When I asked Nowel why the general public should care about how US immigration courts are run, she argued that the backlog can be seen as another form of family separation: “People were very outraged when they heard about the separation of children and families. This is a similar situation in which families are not able to settle down to make a life for themselves or to be assured that they will not be returned to locations where these horrific and traumatic experiences have happened because of this extensive backlog.”
And aside from asylum cases, the backlog affects people who are about to be legal permanent residents, or who are spouses of US citizens who could have gotten their green cards in just a few months, but instead it took a few years—things that Nowel said “could be cleared up really quickly.”
So let’s start with what many see as a crucial first step: free immigration courts from under the DOJ. This would be a huge move to “fix the system,” according to Tsankov, the NAIJ, the Federal Bar Association, the American Immigration Lawyers Association, dozens of human rights organizations, and others judges who have spoken out over the years. What they propose is to create what’s known as an Article I court, which, with congressional approval, would work independently—potentially similar to the US Tax Courts. Doing this, supporters say, would allow judges to manage their own case loads, oversee their staff and resources, and act independently from whatever the White House immigration policy is on any given year.
Recently, Rep. Zoe Lofgren (D-Calif.), chair of the Judiciary Committee’s immigration and citizenship subcommittee, introduced a bill that would remove immigration courts from control of the DOJ and the attorney general. The Rule of Law Act of 2022 immediately received a very warm welcome from immigrant rights groups, legal experts, the Federal Bar Association, the American Immigration Lawyers Association, and the NAIJ. The bill would also set hiring standards that would require immigration judges to have at least 10 years experience as attorneys and prior experience with immigration law specifically. (Under the Trump administration, many judges were appointed despite having no immigration law experience.)
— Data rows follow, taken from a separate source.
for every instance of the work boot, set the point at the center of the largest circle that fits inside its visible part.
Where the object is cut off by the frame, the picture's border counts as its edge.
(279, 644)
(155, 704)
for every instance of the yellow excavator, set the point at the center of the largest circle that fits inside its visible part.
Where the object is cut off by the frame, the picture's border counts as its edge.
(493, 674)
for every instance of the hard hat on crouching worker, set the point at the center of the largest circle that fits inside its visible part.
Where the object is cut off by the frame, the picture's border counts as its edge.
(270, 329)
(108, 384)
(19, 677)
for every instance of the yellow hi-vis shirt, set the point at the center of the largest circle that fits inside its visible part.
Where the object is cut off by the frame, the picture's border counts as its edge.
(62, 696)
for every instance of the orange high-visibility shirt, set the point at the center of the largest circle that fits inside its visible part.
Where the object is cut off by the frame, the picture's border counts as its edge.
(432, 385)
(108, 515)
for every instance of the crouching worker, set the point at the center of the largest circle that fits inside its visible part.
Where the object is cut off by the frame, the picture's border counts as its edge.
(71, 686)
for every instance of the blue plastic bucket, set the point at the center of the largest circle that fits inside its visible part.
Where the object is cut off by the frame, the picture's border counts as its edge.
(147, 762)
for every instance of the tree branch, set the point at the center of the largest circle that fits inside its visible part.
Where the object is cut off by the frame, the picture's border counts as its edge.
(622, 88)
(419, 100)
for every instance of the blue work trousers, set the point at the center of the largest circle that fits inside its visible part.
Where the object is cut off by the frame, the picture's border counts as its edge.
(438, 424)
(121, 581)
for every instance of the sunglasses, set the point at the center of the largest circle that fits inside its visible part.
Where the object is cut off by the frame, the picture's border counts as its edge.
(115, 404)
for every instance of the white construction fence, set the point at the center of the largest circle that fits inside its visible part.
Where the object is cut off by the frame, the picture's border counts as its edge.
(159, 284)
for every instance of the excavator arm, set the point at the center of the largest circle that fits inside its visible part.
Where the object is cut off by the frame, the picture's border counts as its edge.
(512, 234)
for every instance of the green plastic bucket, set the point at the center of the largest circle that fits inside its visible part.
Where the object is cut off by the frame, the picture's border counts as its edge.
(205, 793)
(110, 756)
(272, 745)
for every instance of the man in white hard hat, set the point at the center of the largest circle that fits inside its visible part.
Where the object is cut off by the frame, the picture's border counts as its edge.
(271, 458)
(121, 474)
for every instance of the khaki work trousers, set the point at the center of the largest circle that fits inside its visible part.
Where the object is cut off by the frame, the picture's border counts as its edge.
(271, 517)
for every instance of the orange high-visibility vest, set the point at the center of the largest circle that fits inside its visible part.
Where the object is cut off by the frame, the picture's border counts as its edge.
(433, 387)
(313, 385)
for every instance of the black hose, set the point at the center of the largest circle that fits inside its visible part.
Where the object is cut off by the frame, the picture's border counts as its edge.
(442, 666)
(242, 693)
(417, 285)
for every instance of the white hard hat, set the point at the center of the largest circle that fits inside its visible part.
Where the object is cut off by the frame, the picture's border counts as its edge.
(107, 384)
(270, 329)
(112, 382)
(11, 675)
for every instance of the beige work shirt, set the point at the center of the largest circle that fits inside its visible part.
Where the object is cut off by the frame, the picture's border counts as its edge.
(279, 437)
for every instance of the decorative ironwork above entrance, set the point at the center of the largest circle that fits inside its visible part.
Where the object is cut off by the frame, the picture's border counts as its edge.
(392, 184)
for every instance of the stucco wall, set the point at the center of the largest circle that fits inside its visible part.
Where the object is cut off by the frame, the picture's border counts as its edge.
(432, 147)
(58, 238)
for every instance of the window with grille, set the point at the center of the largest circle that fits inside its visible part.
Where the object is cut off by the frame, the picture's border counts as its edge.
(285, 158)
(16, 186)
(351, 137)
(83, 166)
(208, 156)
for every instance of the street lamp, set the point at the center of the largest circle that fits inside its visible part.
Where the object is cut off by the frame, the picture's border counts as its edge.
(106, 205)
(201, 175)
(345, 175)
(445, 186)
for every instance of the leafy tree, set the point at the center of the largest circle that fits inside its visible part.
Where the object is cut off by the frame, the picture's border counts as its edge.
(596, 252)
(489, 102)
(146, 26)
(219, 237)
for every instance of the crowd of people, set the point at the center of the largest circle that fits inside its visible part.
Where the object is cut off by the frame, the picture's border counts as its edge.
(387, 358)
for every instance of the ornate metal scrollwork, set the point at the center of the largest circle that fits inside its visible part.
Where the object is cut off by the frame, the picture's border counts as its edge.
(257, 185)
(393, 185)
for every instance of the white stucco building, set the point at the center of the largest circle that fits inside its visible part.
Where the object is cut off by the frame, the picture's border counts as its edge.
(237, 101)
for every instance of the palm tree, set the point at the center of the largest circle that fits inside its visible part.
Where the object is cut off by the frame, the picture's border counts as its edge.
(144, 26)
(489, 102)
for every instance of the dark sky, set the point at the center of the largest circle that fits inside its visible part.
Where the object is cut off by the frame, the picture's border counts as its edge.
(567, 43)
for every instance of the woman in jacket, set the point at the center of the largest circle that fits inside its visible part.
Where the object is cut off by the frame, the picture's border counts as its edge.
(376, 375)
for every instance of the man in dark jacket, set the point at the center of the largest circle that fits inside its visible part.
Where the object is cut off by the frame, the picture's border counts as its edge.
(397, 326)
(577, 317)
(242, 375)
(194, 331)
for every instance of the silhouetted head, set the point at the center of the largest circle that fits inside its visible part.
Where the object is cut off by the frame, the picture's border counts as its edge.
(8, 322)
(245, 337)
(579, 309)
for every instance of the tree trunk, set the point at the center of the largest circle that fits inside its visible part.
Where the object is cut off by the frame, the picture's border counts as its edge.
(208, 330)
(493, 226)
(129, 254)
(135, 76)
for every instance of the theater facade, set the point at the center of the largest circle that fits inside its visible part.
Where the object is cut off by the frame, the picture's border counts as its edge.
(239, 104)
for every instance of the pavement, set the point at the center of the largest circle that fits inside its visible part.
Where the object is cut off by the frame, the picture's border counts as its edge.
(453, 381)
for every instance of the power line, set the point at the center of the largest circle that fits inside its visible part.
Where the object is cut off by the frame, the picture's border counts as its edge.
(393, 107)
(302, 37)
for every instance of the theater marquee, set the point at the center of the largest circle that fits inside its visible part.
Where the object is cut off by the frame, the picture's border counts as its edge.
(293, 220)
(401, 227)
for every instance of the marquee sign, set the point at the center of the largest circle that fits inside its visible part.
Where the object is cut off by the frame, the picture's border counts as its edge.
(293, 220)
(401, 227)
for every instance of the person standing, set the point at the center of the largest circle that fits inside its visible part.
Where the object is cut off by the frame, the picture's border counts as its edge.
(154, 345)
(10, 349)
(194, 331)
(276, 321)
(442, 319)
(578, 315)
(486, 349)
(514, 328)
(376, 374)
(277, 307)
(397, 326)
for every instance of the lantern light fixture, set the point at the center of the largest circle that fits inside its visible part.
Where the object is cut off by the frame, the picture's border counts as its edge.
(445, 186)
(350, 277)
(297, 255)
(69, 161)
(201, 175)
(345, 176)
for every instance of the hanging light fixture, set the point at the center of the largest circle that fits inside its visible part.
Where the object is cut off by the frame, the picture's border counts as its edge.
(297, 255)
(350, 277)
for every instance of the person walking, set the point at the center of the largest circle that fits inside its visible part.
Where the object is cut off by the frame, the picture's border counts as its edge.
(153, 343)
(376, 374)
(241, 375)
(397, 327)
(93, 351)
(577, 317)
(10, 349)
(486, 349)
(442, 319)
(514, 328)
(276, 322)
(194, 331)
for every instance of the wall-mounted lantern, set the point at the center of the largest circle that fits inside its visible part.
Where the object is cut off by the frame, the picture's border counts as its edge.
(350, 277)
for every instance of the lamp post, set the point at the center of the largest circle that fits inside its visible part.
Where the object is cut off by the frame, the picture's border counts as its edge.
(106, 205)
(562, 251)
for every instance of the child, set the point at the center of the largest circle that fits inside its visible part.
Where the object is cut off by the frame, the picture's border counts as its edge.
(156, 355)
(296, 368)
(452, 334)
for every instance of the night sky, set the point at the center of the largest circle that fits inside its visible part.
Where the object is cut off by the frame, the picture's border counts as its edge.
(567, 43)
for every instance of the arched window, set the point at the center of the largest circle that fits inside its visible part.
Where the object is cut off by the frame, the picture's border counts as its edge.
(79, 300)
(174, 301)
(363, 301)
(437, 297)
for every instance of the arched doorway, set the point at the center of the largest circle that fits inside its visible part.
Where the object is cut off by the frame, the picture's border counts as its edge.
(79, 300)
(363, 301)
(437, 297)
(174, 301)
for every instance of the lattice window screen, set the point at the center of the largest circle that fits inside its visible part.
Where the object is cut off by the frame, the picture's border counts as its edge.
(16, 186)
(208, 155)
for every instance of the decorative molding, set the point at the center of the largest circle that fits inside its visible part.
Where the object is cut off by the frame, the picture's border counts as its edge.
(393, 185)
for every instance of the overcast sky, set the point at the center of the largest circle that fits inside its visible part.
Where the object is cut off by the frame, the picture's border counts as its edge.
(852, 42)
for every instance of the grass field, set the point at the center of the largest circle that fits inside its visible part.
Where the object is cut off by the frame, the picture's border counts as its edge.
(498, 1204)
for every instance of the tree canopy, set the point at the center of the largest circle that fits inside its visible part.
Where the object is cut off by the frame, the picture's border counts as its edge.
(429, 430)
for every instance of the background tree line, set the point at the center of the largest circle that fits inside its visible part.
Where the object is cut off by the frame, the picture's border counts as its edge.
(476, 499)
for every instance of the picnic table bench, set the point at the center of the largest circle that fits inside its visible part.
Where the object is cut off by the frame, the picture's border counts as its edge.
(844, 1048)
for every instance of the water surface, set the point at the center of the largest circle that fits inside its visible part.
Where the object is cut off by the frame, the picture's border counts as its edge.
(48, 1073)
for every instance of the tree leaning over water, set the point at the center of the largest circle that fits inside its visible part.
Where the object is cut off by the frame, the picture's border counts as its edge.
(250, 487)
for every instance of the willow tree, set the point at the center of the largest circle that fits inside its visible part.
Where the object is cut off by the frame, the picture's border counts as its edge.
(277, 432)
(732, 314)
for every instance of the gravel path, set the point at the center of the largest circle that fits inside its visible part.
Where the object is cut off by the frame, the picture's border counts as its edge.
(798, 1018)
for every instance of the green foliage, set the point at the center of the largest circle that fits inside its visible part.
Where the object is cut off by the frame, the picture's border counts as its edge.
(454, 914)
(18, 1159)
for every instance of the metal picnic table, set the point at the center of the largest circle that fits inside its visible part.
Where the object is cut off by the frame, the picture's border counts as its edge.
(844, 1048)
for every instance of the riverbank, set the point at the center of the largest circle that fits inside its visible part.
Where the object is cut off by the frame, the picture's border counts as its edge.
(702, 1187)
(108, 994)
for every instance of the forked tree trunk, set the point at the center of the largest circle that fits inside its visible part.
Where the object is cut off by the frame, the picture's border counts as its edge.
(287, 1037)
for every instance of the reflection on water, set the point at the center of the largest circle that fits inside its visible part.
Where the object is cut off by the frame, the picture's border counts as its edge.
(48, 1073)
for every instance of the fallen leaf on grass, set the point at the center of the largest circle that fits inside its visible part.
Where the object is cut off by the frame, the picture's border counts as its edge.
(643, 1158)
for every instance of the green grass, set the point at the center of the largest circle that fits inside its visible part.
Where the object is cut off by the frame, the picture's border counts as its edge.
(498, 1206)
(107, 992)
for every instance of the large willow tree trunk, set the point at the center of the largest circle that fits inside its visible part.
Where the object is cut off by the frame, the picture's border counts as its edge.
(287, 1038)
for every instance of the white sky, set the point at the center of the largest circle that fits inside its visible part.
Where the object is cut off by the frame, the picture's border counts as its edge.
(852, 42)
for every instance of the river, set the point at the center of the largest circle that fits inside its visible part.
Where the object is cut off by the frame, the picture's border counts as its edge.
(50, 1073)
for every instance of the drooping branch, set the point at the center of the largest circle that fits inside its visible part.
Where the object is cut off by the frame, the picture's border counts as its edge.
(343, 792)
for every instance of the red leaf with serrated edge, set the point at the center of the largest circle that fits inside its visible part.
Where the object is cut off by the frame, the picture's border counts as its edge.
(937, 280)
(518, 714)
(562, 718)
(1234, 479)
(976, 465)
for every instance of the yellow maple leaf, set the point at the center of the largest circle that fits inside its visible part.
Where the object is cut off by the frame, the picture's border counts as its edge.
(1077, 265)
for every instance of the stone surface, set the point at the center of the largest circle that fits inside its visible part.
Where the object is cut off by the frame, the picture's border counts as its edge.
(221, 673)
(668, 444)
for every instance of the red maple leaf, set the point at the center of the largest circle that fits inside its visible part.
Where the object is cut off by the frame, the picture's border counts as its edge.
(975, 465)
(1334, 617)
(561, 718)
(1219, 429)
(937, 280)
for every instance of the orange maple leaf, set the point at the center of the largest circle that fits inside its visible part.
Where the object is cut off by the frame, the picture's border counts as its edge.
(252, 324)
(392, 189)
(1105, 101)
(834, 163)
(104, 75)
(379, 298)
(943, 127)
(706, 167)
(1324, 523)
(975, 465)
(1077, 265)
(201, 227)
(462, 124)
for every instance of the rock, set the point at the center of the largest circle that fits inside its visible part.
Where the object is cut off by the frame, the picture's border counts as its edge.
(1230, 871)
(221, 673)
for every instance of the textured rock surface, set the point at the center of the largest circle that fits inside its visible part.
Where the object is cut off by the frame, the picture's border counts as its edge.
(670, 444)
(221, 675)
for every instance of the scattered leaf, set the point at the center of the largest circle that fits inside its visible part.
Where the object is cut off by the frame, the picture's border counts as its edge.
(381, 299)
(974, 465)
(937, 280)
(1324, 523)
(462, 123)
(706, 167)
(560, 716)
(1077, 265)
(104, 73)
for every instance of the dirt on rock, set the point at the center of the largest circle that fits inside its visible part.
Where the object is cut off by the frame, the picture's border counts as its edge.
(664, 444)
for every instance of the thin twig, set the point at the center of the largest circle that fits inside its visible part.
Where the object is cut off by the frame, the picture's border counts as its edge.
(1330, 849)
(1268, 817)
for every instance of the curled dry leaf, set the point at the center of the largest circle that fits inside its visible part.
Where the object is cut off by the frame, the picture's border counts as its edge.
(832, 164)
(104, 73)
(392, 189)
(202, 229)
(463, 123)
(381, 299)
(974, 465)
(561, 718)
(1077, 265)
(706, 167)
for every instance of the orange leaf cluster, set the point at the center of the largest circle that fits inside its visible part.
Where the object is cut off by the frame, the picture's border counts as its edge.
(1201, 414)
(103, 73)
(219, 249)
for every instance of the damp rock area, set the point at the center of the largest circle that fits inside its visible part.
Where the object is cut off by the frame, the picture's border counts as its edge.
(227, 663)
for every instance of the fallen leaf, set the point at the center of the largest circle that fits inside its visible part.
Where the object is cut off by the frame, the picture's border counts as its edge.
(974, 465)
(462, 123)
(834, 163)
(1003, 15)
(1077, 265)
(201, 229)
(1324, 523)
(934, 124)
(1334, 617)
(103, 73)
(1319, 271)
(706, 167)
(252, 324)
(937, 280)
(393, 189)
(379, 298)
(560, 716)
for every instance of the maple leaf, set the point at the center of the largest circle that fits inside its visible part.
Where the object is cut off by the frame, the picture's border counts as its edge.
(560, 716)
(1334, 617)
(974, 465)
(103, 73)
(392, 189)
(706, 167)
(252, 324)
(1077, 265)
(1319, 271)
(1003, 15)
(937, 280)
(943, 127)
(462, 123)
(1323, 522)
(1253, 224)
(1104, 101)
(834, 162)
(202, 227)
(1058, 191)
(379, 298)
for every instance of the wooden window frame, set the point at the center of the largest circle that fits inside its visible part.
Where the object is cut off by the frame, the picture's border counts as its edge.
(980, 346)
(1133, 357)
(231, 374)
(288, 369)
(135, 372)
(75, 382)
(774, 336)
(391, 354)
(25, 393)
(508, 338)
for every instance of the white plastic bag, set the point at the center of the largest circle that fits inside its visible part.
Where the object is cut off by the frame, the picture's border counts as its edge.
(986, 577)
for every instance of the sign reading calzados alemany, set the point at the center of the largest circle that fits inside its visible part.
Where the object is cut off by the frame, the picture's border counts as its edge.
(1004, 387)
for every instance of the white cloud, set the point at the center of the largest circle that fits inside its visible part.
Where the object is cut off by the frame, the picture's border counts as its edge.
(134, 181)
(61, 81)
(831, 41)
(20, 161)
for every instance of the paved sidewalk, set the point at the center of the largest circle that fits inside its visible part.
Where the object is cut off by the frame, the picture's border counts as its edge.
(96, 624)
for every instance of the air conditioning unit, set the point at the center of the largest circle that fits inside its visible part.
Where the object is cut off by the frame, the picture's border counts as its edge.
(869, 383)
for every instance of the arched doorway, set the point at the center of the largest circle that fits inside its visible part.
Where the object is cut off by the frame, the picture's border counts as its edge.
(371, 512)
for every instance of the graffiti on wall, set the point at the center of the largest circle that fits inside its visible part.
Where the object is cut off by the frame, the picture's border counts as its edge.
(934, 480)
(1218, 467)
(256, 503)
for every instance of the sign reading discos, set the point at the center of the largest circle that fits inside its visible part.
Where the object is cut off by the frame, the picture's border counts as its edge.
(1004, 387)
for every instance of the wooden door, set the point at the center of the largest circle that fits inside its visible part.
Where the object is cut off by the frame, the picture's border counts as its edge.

Another important change that would help with the backlog and overall due process would be to provide lawyers for every person going through immigration court proceedings. The majority of immigrants navigate the system without representation, even though, for decades, human rights groups, international nonprofits, lawyers, and immigrants themselves have been asking for guaranteed legal representation. The immigration system as a whole is incredibly complex even for people who have lawyers, and inconceivably daunting for those who don’t. Unlike in other legal proceedings, if you can’t afford an attorney, one won’t be provided to you in this court. “Those who appear in Immigration Court are often uneducated in our language, culture and law but are nevertheless required to present their claims unaided, while the DHS is represented by skilled government attorneys,” NAIJ has said. “This challenge becomes much more difficult when a respondent is detained.”
These steps alone could make a big difference in the future of immigration cases, though Nowel pointed out that to really lower the backlog, there still needs to be more immigration judges and more courtrooms. Until then, Tsankov stressed how important it is that judges have the time to listen carefully and review every piece of evidence, so immigrants “know that the system is a fair one and that they have a real shot.”
“By law we are required to give them due process and we take that responsibility very seriously,” Tsankov said. “Some of them may not be eligible for the relief but they need to feel that there is a humane process.”